Сразу после суда девушка заявила родителям и друзьям, что поедет к жениху. Некоторые ее поддерживали, но большинство отговаривали. Марьетта не слушала ни тех, ни других. Она твердо решила претерпеть все невзгоды, но соединиться с безвинно осужденным юношей, которого так любила. Главной заботой стали деньги, их требовалось много. Помощи ждать не приходилось, поэтому девушка решила копить. Пришлось жестко экономить, лишить себя не только развлечений и нарядов, но нередко и необходимого. Марьетта очень жалела, что не может экономить на еде — она питалась вместе с Годри. Но это было великое благо, иначе она перешла бы на хлеб и воду и совсем бы обессилела.

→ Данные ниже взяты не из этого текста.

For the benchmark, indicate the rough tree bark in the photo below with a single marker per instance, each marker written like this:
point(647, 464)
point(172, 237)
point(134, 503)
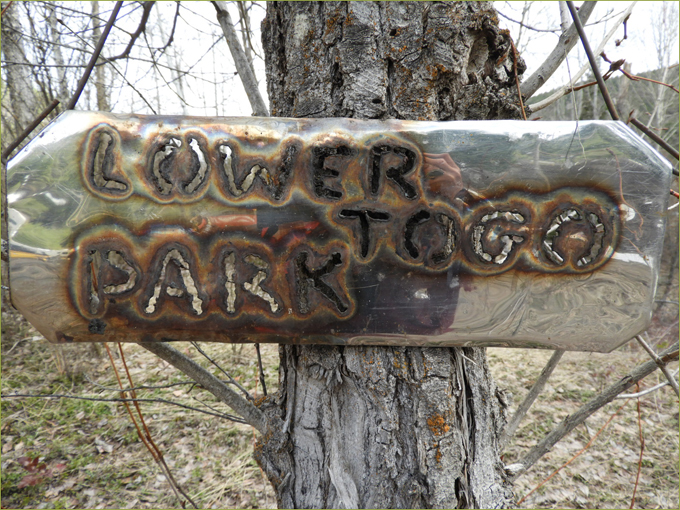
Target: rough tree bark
point(387, 427)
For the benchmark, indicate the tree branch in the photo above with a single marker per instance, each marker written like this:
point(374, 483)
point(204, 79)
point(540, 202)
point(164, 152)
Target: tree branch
point(572, 421)
point(251, 414)
point(95, 56)
point(126, 400)
point(661, 364)
point(146, 11)
point(241, 61)
point(593, 62)
point(567, 41)
point(535, 391)
point(566, 89)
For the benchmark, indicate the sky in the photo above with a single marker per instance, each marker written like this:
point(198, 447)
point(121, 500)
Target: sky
point(213, 89)
point(639, 49)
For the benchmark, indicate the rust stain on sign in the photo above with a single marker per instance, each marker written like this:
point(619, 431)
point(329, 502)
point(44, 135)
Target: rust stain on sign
point(336, 231)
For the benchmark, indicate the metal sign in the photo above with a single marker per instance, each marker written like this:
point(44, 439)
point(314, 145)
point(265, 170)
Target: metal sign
point(337, 231)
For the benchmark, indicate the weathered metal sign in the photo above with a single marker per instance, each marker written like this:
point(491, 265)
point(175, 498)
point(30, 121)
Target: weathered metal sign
point(132, 228)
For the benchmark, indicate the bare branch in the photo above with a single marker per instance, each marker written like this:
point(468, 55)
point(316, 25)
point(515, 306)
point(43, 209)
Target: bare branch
point(593, 62)
point(146, 11)
point(609, 394)
point(231, 379)
point(567, 41)
point(566, 89)
point(251, 414)
point(93, 59)
point(564, 16)
point(535, 391)
point(125, 400)
point(524, 25)
point(647, 391)
point(673, 152)
point(241, 61)
point(29, 129)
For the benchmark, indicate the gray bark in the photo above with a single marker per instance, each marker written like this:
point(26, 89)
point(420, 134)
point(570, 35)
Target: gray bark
point(386, 427)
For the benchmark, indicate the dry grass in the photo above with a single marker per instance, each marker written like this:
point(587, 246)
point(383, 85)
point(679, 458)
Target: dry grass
point(106, 466)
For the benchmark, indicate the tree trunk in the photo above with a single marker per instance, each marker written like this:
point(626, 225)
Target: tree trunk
point(387, 427)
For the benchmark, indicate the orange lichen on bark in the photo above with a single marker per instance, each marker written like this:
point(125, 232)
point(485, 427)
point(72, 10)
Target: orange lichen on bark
point(437, 424)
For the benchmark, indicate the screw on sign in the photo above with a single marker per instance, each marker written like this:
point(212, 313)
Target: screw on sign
point(336, 231)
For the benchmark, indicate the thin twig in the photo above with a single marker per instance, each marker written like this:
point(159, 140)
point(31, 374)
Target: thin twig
point(661, 364)
point(573, 420)
point(514, 67)
point(240, 60)
point(29, 129)
point(535, 391)
point(642, 449)
point(95, 55)
point(564, 45)
point(673, 152)
point(231, 379)
point(647, 391)
point(566, 89)
point(260, 369)
point(145, 438)
point(141, 387)
point(592, 439)
point(593, 63)
point(146, 11)
point(6, 7)
point(124, 401)
point(251, 414)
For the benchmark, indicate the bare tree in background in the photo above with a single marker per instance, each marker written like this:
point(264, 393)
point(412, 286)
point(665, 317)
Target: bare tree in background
point(352, 426)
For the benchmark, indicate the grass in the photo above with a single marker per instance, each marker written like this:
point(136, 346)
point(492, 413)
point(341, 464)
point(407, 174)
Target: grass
point(106, 466)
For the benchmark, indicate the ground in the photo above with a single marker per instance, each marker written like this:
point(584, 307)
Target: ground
point(90, 456)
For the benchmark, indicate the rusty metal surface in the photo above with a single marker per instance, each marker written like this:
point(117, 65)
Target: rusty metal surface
point(133, 228)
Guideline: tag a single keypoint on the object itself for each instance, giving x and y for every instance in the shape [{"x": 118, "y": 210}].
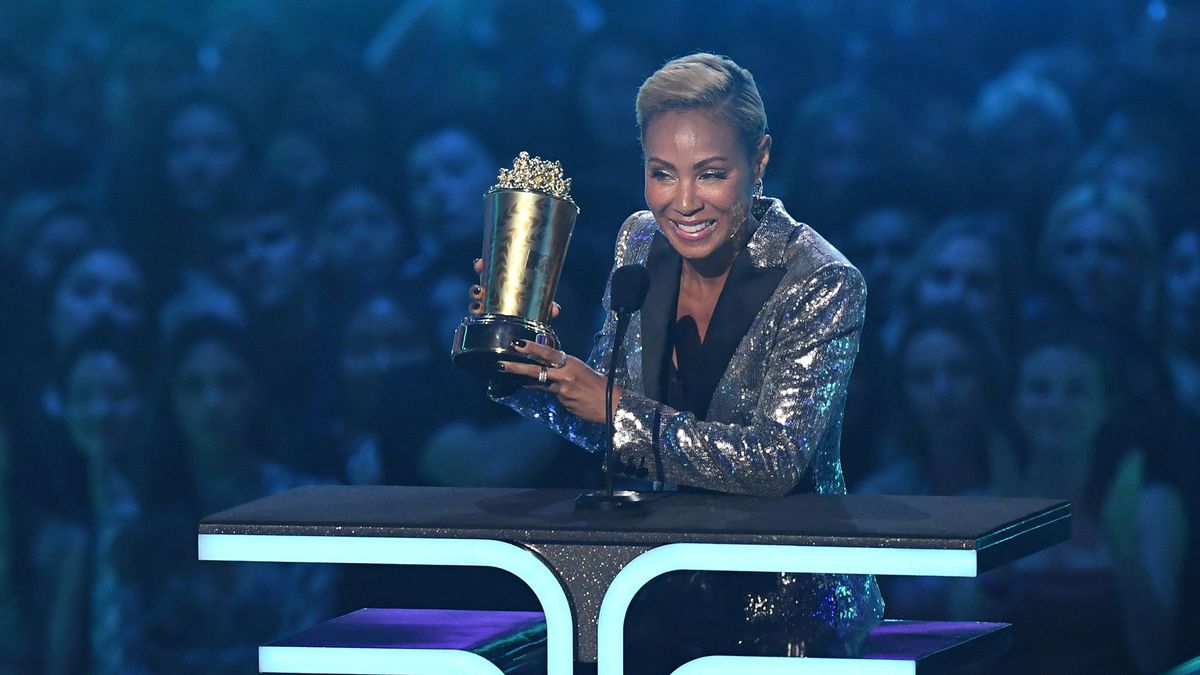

Мадам Годри давала ей работу, за которую щедро расплачивалась. И Марьетта ночи напролет проводила за шитьем, а отложенные деньги относила в сберегательную кассу, где эти бедные су накапливались в необходимую сумму. Марьетта разузнала, сколько стоит проезд от Сен-Назера[125] до Кайенны — четыреста франков самый низкий класс, для бедных. Кроме того, нужно было заплатить за билет от Парижа до Сен-Назера и иметь с собой сто франков на непредвиденные расходы. Набегала немалая сумма, но девушка была уверена, что скопит ее.
Напрасно восставал старый Биду, пытаясь своей родительской властью помешать дочери. Напрасно Годри, и Даге, и сам господин Отмон старались ее урезонить, ничто не помогало. Единственным результатом было то, что Марьетта замкнулась. Раньше она только и говорила, что об отъезде, теперь же перестала. Молчание дочери еще больше обеспокоило отца, он попросил Годри наблюдать за нею и помешать исполнить то, что он называл ее idee fixe[126]. Между тем стан сочувствовавших безумной затее рос, со всех сторон слышались разговоры о храброй и мужественной девушке, ею восхищались, и даже отец в глубине души гордился дочерью. Посторонние люди проявляли доброжелательное любопытство к «такой стойкой в своем несчастье малышке».